Nelle pianure centrali e settentrionali, bande di Cheyenne, Arapaho e Lakota Sioux combatterono anch’esse per proteggersi. La scoperta dell’oro in Montana nel 1862 portò un gran numero di non nativi all’interno e attraverso la regione. Quando il governo federale costruì dei forti per proteggere i coloni e la strada che portava ai campi auriferi, la pista Bozeman, i nativi americani assediarono i forti e costrinsero gli Stati Uniti a negoziare un accordo.
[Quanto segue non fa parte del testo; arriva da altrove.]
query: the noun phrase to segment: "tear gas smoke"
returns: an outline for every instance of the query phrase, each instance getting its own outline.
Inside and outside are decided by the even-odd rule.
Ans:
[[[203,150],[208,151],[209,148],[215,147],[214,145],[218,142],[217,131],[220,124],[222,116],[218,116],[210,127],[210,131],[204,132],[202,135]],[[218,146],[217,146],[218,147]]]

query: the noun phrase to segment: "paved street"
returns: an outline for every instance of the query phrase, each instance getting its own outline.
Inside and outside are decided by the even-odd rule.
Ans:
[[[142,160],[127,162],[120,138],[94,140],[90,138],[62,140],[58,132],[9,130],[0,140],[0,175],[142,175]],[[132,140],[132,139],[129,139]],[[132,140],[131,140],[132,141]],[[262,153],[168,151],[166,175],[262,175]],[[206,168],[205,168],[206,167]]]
Nel Trattato di Fort Laramie del 1868, i negoziatori federali concordarono di evacuare i forti, di costituire una vasta riserva (la “Great Sioux Reservation”) nel Dakota del Sud e nel Dakota del Nord e di garantire i diritti di caccia dei nativi.
Tuttavia, i Sioux e i loro alleati subirono alla fine la stessa sorte dei Comanche e dei Kiowa. Quando gli americani scoprirono l’oro nella regione delle Black Hills all’interno della Great Sioux Reservation nel 1874, il governo federale tentò invano di convincere i Sioux a vendere o affittare il terreno. La guerra scoppiò tra l’esercito e i Sioux e i Cheyenne del Nord nel 1876. I nativi, guidati da Gall e Toro Seduto (entrambi Hunkpapa Sioux), sconfissero le truppe al comando del generale George Armstrong Custer nella battaglia del Little Bighorn, ma la campagna invernale del 1876-77 costrinse la maggior parte dei Sioux e dei Cheyenne a tornare nelle riserve o a fuggire in Canada. Tra questi ultimi, quelli guidati da Toro Seduto tornarono nella riserva nel 1881, mentre altri si stabilirono definitivamente in Canada. Al ritorno di Toro Seduto, tutti i popoli delle Pianure erano stati confinati nelle riserve.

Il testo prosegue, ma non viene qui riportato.